With roots relationship again to 1526, Beretta Holding is a world family-owned industrial group working by means of greater than 50 subsidiaries and over 20 internationally acknowledged manufacturers, with a robust manufacturing footprint in Europe and the USA supporting protection, legislation enforcement, searching and taking pictures sports activities markets.
CERTAIN INFORMATION CONCERNING THE PARTICIPANTSBeretta Holding S.A. (“Beretta Holding”) intends to file a preliminary proxy assertion and accompanying WHITE common proxy card with the Securities and Change Fee (“SEC”) for use to solicit votes for the election of Beretta Holding’s slate of extremely certified director nominees on the 2026 annual assembly of stockholders of Sturm, Ruger & Firm, Inc., a Delaware company (the “Firm”).
BERETTA HOLDING STRONGLY ADVISES ALL STOCKHOLDERS OF THE COMPANY TO READ THE PROXY STATEMENT AND OTHER PROXY MATERIALS, INCLUDING A PROXY CARD, AS THEY BECOME AVAILABLE BECAUSE THEY WILL CONTAIN IMPORTANT INFORMATION. SUCH PROXY MATERIALS WILL BE AVAILABLE AT NO CHARGE ON THE SEC’S WEB SITE AT HTTP://WWW.SEC.GOV. IN ADDITION, THE PARTICIPANTS IN THIS PROXY SOLICITATION WILL PROVIDE COPIES OF THE PROXY STATEMENT WITHOUT CHARGE, WHEN AVAILABLE, UPON REQUEST. REQUESTS FOR COPIES SHOULD BE DIRECTED TO THE PARTICIPANTS’ PROXY SOLICITOR.
The contributors within the proxy solicitation are anticipated to be Beretta Holding, William F. Detwiler, Mark DeYoung, Fredrick DiSanto and Michael Christodolou.
As of the date hereof, Beretta Holding instantly beneficially owns 1,587,000 shares of widespread inventory, $1 par worth per share, of the Firm (the “Frequent Inventory”).
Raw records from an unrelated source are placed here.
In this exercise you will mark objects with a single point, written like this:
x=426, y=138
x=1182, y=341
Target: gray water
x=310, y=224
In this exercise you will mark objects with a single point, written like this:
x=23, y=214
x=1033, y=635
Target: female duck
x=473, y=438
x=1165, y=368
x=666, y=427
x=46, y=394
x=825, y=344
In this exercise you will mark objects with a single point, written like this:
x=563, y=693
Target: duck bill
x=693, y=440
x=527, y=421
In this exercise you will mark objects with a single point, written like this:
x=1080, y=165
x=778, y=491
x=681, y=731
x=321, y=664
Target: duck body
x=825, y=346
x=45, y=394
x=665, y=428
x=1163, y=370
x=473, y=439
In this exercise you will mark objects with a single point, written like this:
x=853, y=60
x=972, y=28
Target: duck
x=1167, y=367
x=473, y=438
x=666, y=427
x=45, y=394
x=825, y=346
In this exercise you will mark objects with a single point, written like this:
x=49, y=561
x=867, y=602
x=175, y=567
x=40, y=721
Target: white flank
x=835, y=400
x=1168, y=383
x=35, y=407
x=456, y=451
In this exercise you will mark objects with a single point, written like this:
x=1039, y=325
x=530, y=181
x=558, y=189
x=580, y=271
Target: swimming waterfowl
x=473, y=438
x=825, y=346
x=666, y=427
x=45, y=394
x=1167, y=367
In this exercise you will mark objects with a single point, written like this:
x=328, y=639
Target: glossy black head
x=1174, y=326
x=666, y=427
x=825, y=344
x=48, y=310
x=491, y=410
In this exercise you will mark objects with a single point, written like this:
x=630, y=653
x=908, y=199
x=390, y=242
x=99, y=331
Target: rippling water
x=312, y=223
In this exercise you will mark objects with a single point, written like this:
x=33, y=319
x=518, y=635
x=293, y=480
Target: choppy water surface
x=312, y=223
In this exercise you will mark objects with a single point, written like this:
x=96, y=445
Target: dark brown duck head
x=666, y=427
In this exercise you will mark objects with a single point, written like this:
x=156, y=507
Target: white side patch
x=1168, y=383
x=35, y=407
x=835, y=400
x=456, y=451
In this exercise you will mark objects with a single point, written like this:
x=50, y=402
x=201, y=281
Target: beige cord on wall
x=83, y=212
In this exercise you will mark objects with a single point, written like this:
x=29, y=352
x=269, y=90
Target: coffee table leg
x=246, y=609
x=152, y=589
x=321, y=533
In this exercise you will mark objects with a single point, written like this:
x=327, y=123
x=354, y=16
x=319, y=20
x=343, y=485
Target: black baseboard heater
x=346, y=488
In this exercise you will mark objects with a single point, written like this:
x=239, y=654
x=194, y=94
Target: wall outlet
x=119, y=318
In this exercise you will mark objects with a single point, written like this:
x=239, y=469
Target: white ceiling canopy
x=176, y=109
As of the date hereof, Messrs. Detwiler, DeYoung, DiSanto and Christodolou don’t beneficially personal any shares of Frequent Inventory. As some of the skilled operators within the world firearms business, Beretta Holding’s solely different curiosity in reference to its funding within the Firm at present is to hunt to accomplice with the Firm in an effort to enhance efficiency and ship sustainable long-term worth for all shareholders, workers and prospects.